The first pic in post 27 looks sweet!!!


----------



## Iverider (May 4, 2013)

Just saw a similar chainring in this illustration.

http://thecabe.com/vbulletin/showthread.php?41303-1898-Mead

Don't know what other cues would lead to actual identification of a Mead, but that might be a start.

New saddle looks much better!


----------



## rlhender (Jun 12, 2013)

Here are a few pics of the progress...Black paint and some plate added to the fork, hope to have all of the plated parts back next week


----------



## rlhender (Jun 12, 2013)

Still looking for a make on this bike

Thanks


----------



## Oldnut (Jun 12, 2013)

Great bike wow


----------



## Larmo63 (Jun 12, 2013)

Sure is purdy...............!


----------



## rlhender (Jun 16, 2013)

Anyone know what kind of badge would have been on this frame? I do not see where any holes were in frame so i must have been a glue on?

Rick


----------



## bricycle (Jun 16, 2013)

Rick, that thing is SWEET!


----------



## rlhender (Jun 16, 2013)

Thanks..

The rest of parts should be done this week and I need to get a badge

Rick


----------



## rlhender (Dec 18, 2013)

Here are a few pics of some progress on the bike, all parts have been stripped and polished ready for chrome


----------



## Larmo63 (Dec 18, 2013)

All plated parts should be nickel..........


----------



## GiovanniLiCalsi (Dec 18, 2013)

rlhender said:


> Here are a few pics of some progress on the bike, all parts have been stripped and polished ready for chrome




Fauber crankset.


----------



## fordsnake (Dec 18, 2013)

Very nice! Are you still looking for the manufacturer of this bike?


----------



## fordsnake (Dec 19, 2013)

The Fauber star chainring was very prized and used on several high end bikes...plus offered as a premium option on many bikes  




Here are a few bikes from 1899 with the same frame geometry.  All of these bikes have the same loop behind the seat, the expander seat post and the Fauber star chainring.
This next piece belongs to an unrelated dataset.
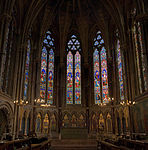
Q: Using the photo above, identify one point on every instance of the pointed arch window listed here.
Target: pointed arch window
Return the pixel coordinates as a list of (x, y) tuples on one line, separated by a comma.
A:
[(100, 71), (140, 58), (73, 83), (47, 69), (120, 70), (27, 70), (6, 58)]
The last two same frame as yours...upgrades were offered.


----------



## rlhender (Dec 19, 2013)

Thanks for the pics...This frame shows no sign of headbadge holes, would it have been a stick on? Also the polisher lost my sprocket bolts if anyone has a set I would be intersted in buying them.

Thanks


----------



## GiovanniLiCalsi (Dec 19, 2013)

You may want to just source out some stainless steel fasteners at the hardware store.


----------



## rlhender (Dec 19, 2013)

Thanks, I think I found them. 

Rick


----------